Plaza nueva

Luis Carlos Peris

Nunca tantas suspensiones

SEIS corridas de toros fueron suspendidas este año en Sevilla, algo que jamás había ocurrido. Es más, lo más corriente es que no hubiese suspensión alguna en toda la temporada, que bien podrían contarse con los dedos de la mano y sobrarían dedos las que no pudieron celebrarse en el resto del último medio siglo. Y la de festejos que se dieron lloviendo desde el paseíllo al arrastre del último toro... Es más, recuerdo el que bien haya podido ser el festejo de mi vida la tarde en que Antonio Ordóñez reaparecía en Sevilla tras su retirada del 62. Era jueves de Feria del 67, con el rondeño toreaban Litri y Curro Romero, empezó a llover cuando los toreros aún no habían aparecido por Iris y así hasta bien entrada la noche. Bien es cierto que no fue lluvia torrencial, pero sí continua y como para que los diestros hubiesen de torear descalzos y así saliesen los tres en hombros por donde habían entrado, por Iris.

También recuerdo una corrida en que llovió de tal manera que al tercero ya no se le dio suelta. Y así se daba la circunstancia de que después de que Curro y Paula mataran al primero de sus lotes, Pepe Luis se fuese a casa sin ponerse delante. O aquella corrida de Miura del 98 en que por los tendidos caían ríos, por lo que ni siquiera empezó. Han sido pocas, muy pocas, las suspensiones y el ruedo era como ahora, de albero, muy compactado y sin drenaje artificial. Todo era como hasta ahora, o casi todo. Con la reglamentación actual hay que apurar hasta el último momento, pero lo que debiera ser un motivo para que las posibilidades de ir adelante prosperen es al revés, que se suspenden más festejos. El caso de esta temporada sevillana es palmario en ese sentido, pero habrá algunas causas para que no se erradiquen las suspensiones.

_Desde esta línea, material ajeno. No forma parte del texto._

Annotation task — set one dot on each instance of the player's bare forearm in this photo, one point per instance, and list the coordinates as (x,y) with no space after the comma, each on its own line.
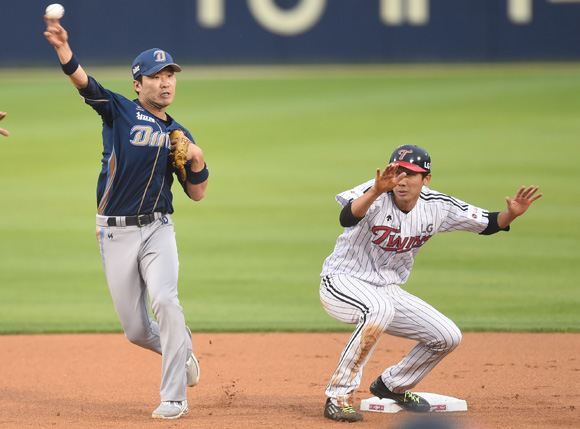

Acabar con el problema y la frustración que suponen cualquier suspensión no debería ser tan complicado, sobre todo como en las suspensiones que nos ocupan. Éstas han sido más por la lluvia caída con anterioridad que por la vertida durante el festejo. Es más, la mejor faena del año -Manzanares el lunes del alumbrado- aconteció bajo un auténtico diluvio y sin que nadie abandonase los tendidos. El problema está, sobre todo, en cómo está el ruedo a la hora del paseíllo y eso sí se podría evitar. Parece que nada como un buen drenaje y unas buenas correntías hacia las tablas. Eso sería factible con otra arena que no sea albero, pero ni se imagina uno un ruedo maestrante sin la albariza alcalareña ni parece positivo que se excave para instalar un sistema de drenaje con sus calles y su canesú. Donde está situada la Maestranza, a nada que se escarbe puede surgir el hallazgo arqueológico más impensable, llegan los de las escobitas y a hacer puñetas, a torear a otro sitio, ¿a la Plaza Nueva, quizás?